I'm probably just bad at agile but I usually prefer if QA sends a quick message about a bug first to make sure it's actually a bug and they're not just misunderstanding a story.
What comes to mind when I see this meme is more along the lines of CS DMing devs directly with customer issues and expecting us to magically come up with a solution to something with minimal information given.
I recently came across an early access game with no bug tracker where the expected way to report bugs was to leave a message in a discord channel. 🤦♂️
As a boss, if it's not important enough for me to take the time to make a ticket, I'm not gonna get that mad at the pushback. But then, I'm in a small company so if it is important my response might be "I have another 7 hours of meetings ahead of me, could you pivot to getting replication and add a ticket, and then assign it to yourself?"

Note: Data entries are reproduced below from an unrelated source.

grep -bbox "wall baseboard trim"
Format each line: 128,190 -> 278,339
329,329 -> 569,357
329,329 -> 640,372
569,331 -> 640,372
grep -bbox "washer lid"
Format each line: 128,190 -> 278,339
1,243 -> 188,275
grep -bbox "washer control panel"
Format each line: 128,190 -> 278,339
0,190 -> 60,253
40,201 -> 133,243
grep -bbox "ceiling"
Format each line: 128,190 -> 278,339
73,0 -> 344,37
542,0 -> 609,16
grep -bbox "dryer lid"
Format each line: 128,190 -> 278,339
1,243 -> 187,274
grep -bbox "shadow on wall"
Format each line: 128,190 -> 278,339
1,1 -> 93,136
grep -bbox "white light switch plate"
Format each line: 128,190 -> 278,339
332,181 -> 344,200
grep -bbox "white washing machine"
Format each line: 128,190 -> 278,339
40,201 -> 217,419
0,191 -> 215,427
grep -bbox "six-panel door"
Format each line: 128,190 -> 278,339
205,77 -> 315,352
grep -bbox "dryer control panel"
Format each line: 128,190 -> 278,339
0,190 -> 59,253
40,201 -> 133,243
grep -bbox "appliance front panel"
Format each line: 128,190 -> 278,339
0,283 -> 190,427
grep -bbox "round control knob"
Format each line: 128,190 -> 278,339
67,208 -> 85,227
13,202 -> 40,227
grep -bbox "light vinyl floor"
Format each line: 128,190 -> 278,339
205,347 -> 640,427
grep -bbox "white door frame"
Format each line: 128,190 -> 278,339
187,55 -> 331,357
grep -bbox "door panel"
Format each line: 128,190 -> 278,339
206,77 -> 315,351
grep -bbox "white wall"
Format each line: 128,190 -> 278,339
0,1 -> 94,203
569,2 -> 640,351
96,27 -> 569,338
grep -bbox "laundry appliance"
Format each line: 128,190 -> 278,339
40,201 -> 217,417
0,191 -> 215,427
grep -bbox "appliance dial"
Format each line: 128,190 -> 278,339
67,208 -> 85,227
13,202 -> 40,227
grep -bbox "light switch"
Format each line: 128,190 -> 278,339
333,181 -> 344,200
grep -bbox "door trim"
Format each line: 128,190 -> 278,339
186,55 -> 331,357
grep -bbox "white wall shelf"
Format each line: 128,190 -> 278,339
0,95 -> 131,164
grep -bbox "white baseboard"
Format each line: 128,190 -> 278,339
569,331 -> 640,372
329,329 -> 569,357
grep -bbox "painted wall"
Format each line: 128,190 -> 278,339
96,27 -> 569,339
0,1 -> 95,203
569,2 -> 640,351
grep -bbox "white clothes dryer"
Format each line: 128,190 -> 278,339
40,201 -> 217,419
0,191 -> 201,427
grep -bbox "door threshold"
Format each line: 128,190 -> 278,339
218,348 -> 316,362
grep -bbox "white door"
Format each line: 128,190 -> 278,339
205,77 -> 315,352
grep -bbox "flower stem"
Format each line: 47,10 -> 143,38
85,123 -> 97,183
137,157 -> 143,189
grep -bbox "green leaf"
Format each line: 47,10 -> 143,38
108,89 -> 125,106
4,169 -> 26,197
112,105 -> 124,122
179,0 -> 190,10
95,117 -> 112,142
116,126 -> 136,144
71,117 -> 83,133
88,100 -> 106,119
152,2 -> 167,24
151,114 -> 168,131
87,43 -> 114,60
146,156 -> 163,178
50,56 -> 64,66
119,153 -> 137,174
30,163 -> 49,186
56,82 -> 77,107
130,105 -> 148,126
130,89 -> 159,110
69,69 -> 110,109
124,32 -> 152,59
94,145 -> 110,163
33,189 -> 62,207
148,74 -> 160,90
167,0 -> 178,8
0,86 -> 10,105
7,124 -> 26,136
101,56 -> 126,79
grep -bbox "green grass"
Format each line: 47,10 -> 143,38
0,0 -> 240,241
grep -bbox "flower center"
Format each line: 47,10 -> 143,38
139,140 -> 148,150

Folks want to offboard their issue somewhere with minimal effort. It's much easier to do that in free text in an app you're already in than to submit a form where you have to categorize your issue on a website you'd have to pull it.

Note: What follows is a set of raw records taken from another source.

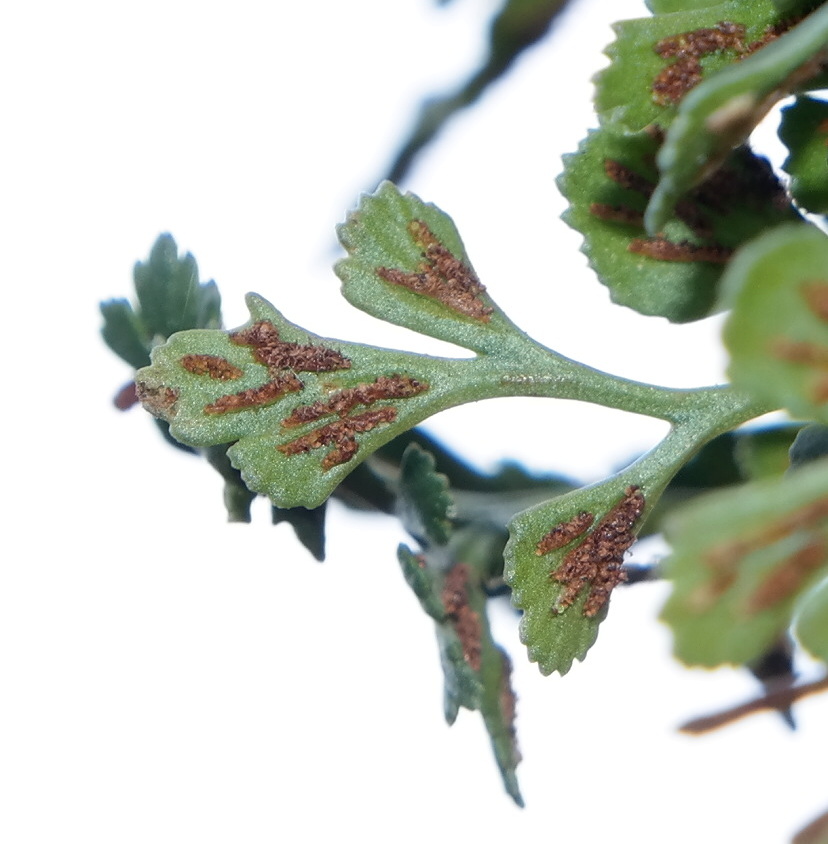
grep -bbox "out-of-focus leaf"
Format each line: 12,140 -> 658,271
736,423 -> 802,480
101,299 -> 150,369
645,3 -> 828,235
722,223 -> 828,422
779,97 -> 828,214
662,461 -> 828,666
399,443 -> 454,545
795,580 -> 828,662
595,0 -> 783,132
790,425 -> 828,470
558,128 -> 797,322
271,502 -> 327,563
397,545 -> 450,624
397,545 -> 523,806
202,442 -> 256,523
387,0 -> 568,182
134,234 -> 221,342
335,182 -> 515,352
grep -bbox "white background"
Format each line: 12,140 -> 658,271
0,0 -> 828,844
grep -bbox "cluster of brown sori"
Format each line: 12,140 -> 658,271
377,220 -> 494,322
652,20 -> 797,106
535,486 -> 645,618
693,498 -> 828,613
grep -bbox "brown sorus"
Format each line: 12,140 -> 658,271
442,563 -> 483,671
135,381 -> 178,419
627,237 -> 733,264
655,21 -> 745,58
535,512 -> 595,557
278,407 -> 397,471
230,320 -> 351,372
204,372 -> 304,415
802,280 -> 828,322
282,373 -> 428,428
691,497 -> 828,612
549,486 -> 645,618
604,158 -> 655,196
589,202 -> 644,228
650,56 -> 702,106
376,220 -> 494,322
181,355 -> 244,381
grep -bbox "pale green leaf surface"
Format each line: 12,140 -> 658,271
779,97 -> 828,214
335,182 -> 517,352
595,0 -> 780,132
136,295 -> 472,508
133,234 -> 221,339
645,3 -> 828,234
646,0 -> 721,15
397,545 -> 523,806
558,128 -> 795,322
399,443 -> 454,545
100,299 -> 151,369
504,472 -> 644,674
794,580 -> 828,662
722,224 -> 828,422
789,425 -> 828,471
662,461 -> 828,667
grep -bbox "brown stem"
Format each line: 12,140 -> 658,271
679,676 -> 828,735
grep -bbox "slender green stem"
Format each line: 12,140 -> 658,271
446,334 -> 775,432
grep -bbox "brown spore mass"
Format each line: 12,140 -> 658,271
802,280 -> 828,322
771,337 -> 828,369
691,497 -> 828,612
230,320 -> 351,372
655,21 -> 746,58
441,563 -> 483,671
589,202 -> 644,228
651,21 -> 746,106
377,220 -> 494,322
535,512 -> 595,557
278,407 -> 397,471
204,372 -> 304,415
627,237 -> 733,264
135,381 -> 178,419
549,486 -> 645,618
604,158 -> 655,196
282,373 -> 428,428
651,56 -> 702,106
747,538 -> 828,613
181,355 -> 244,381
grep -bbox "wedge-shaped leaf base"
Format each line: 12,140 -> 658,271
662,459 -> 828,667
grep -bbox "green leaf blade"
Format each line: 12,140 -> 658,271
100,299 -> 150,369
794,579 -> 828,662
136,295 -> 486,509
504,476 -> 645,674
558,128 -> 795,322
779,97 -> 828,214
662,460 -> 828,667
722,224 -> 828,422
400,443 -> 454,545
595,0 -> 780,132
645,6 -> 828,234
335,182 -> 517,352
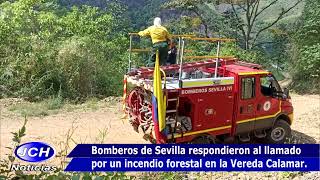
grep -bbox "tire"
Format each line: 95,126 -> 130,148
266,119 -> 291,144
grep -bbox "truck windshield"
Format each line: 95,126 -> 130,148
260,75 -> 282,96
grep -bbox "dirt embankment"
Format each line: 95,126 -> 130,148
0,94 -> 320,179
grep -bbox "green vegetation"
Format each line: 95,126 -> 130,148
0,0 -> 320,102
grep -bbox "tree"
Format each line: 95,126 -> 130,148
164,0 -> 303,49
227,0 -> 302,49
291,0 -> 320,93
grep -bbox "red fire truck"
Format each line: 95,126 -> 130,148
124,37 -> 293,143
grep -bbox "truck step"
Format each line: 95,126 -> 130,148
167,110 -> 177,113
239,134 -> 250,142
254,130 -> 267,138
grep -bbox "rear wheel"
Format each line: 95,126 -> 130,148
267,119 -> 291,144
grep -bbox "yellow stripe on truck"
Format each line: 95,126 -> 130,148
168,125 -> 231,139
182,78 -> 234,88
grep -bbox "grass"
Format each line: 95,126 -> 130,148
9,96 -> 105,117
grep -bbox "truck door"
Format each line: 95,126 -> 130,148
254,75 -> 281,130
236,76 -> 257,134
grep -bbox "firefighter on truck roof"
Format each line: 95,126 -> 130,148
138,17 -> 171,67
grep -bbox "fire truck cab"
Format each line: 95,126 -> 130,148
124,35 -> 293,143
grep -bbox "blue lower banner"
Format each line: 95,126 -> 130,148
65,144 -> 320,172
66,157 -> 319,172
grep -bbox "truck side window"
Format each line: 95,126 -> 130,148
241,77 -> 255,99
260,76 -> 281,96
260,77 -> 272,96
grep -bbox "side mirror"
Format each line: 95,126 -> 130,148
283,88 -> 289,98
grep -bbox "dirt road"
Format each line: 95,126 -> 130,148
0,94 -> 320,179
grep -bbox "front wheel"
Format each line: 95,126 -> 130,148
267,119 -> 291,144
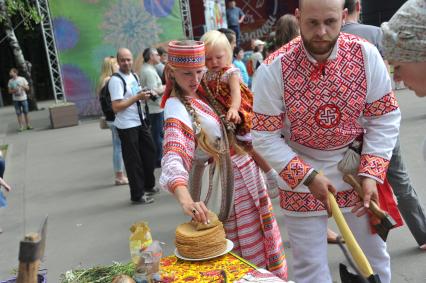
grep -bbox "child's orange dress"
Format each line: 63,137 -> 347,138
205,65 -> 253,140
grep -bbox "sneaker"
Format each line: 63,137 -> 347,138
114,177 -> 129,186
132,195 -> 154,204
145,187 -> 160,196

You're right to say it's friction making people step outside the preferred path.
Where I work, we send emails to users from their tickets. They are expected to reply to the emails, but sometimes they ignore the email and message us on Teams. If we give in and reply to their message, they tend to think they can message us for anything little thing. So then we become their personal IT guy. I’ve had to mute and hide people because they wouldn’t leave me alone. It’s like they don’t realize we are busy with other work. Go through the proper channels. Once you have a ticket, we will email you. IMing us is like trying to cut in line.
I'm sure most've you have noticed whatever the weird bug is that causes Lemmy to claim some obscure post with no comments has hundreds of likes, but I have no problem whatsoever believing this one has 409 likes.